What did you personally accomplish this week on the project? Give files or
photos that demonstrate your progress. Prove to the reader that you put sufficient effort into the project over the course of the week (12+ hours).
This week, I was experimenting with the use of deep learning approaches to separate mixed (or overlapping speech). The intention of this divergent branch from our beamforming approach is twofold. First, we want to have a backup strategy to separate overlapping speech in the instance that beamforming does not work as expected. Second, if beamforming does suppress other voices, we could use a deep learning approach to further improve the performance. We strongly believe the second option ties best to our project.
I managed to demonstrate that deep learning models are able to separate speech to some level of performance.
The following is overlapping speech between Stella and Larry.

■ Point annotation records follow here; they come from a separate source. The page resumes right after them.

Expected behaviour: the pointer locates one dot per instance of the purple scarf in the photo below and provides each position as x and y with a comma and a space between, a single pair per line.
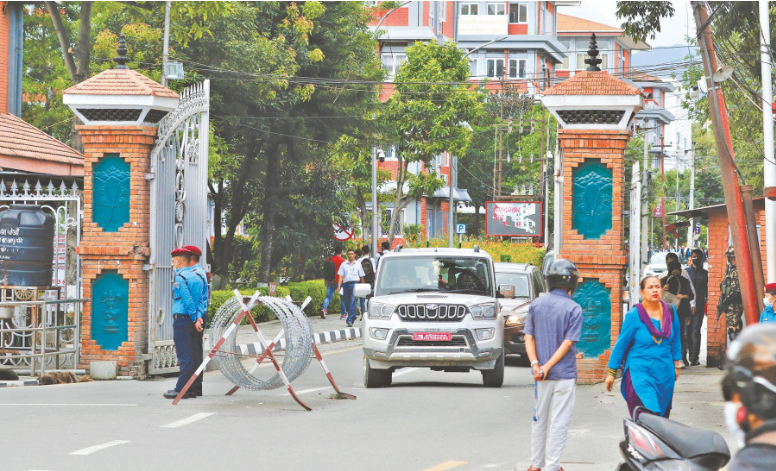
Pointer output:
667, 318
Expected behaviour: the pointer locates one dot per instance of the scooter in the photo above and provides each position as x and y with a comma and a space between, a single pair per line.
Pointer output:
653, 443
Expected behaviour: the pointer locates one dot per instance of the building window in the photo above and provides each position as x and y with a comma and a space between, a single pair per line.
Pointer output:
497, 9
604, 65
495, 68
392, 62
518, 13
517, 68
470, 9
473, 67
386, 221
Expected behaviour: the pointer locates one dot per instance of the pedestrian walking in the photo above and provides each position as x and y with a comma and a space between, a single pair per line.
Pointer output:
204, 300
330, 269
187, 321
553, 327
749, 389
679, 288
348, 275
730, 303
648, 351
368, 264
699, 277
768, 315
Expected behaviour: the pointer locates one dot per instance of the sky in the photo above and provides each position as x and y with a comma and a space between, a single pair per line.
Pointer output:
673, 30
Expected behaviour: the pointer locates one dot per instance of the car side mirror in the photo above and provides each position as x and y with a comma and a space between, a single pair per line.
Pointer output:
507, 291
362, 290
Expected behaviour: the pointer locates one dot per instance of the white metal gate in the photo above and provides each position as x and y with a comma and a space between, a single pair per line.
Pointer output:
178, 211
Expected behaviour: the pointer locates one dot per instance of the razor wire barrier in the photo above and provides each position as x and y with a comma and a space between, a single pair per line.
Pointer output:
300, 346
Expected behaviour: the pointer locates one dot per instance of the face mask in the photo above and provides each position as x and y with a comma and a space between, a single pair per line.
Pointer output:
731, 413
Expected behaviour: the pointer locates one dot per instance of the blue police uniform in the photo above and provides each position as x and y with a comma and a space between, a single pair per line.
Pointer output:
187, 293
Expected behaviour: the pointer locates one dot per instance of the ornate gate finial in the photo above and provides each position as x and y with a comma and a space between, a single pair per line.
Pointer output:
593, 61
122, 59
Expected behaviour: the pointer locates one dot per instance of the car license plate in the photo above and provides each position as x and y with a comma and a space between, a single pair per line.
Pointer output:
432, 336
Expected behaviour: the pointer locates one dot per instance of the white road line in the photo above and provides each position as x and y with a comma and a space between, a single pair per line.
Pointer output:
305, 391
70, 405
186, 421
95, 448
404, 371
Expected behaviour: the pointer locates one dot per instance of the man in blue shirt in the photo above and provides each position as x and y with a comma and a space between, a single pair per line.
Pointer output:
204, 300
768, 315
187, 320
553, 327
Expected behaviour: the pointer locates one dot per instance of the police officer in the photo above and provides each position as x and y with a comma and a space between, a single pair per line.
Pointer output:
187, 320
749, 389
198, 270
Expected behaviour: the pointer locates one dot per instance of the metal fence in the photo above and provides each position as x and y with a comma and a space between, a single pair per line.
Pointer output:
39, 335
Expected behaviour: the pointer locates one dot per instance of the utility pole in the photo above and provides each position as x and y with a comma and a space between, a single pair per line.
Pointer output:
691, 204
645, 216
730, 185
769, 168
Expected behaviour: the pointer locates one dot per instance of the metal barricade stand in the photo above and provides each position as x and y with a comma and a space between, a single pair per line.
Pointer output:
300, 347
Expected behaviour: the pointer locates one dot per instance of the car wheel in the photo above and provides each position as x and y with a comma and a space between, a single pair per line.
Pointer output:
494, 378
376, 378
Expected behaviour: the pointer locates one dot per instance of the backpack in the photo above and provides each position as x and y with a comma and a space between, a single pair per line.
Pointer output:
369, 271
329, 269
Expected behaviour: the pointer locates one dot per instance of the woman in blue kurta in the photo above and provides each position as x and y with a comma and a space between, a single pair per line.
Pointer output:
649, 350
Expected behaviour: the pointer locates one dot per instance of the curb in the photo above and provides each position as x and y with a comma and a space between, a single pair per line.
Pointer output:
320, 338
19, 383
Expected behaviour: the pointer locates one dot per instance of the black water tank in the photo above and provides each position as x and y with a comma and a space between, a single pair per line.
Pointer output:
26, 246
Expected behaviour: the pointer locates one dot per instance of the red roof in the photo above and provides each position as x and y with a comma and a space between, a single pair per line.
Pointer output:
121, 82
592, 83
568, 23
25, 147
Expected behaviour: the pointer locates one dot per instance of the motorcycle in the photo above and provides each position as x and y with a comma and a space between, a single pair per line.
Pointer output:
653, 443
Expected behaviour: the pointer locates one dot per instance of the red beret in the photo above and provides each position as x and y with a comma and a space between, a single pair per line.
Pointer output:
193, 250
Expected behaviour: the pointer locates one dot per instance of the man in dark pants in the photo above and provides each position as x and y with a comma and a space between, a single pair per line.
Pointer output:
198, 270
700, 280
187, 321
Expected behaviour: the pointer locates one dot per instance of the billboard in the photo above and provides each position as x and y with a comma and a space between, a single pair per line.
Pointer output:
513, 219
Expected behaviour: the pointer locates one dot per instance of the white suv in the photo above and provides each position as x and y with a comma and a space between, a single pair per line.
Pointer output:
433, 308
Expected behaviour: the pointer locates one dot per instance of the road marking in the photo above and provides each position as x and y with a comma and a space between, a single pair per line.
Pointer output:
404, 371
66, 405
446, 465
305, 391
95, 448
188, 420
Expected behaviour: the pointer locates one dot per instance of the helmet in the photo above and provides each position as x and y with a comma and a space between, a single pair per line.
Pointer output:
563, 274
751, 370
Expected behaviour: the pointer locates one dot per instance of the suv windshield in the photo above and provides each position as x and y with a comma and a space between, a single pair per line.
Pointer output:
434, 273
518, 280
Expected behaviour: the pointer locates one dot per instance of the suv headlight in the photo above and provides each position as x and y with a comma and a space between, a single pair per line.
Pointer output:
380, 310
483, 311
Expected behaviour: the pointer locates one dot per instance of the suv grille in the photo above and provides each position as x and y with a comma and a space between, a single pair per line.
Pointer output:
432, 312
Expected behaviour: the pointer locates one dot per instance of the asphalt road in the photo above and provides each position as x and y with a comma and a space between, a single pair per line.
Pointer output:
426, 421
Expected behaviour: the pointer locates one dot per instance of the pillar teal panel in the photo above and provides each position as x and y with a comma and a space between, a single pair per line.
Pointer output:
110, 209
596, 304
591, 213
110, 308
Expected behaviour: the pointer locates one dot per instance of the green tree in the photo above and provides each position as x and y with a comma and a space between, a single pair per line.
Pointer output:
427, 115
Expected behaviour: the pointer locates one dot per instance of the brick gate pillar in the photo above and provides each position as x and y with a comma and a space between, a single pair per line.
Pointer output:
120, 109
594, 111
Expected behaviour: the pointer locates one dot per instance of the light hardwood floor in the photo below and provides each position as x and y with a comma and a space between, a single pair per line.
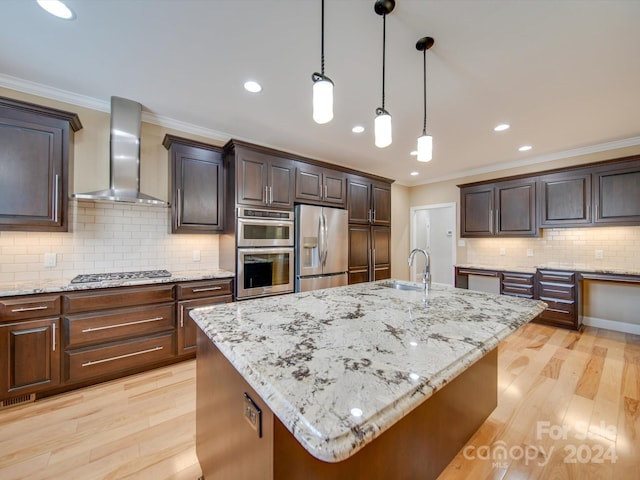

The following is the separated speech of Stella.
The following is the separated speech of Larry.
One interesting point that we discovered was that filtering out noise prior to feeding the signals into the deep learning model harms performance. We believe this arises from the fact that noise filtering filters out critical frequencies, and that the deep learning model has inherent denoising ability built into it.
Second, we notice that the STT model was not able to interpret the separated speech. It could either be caused by poor enunciation of words from our speakers, or that the output of the STT model is not clear.
“ Is your progress on schedule or behind? If you are behind, what actions will be taken to catch up to the project schedule?
We are currently on schedule.
“ What deliverables do you hope to complete in the next week?
In the next week, I want to experiment using the deep learning separated speech to cancel the original speakers, to test whether the output of the noise canceled speech leads to better STT predictions.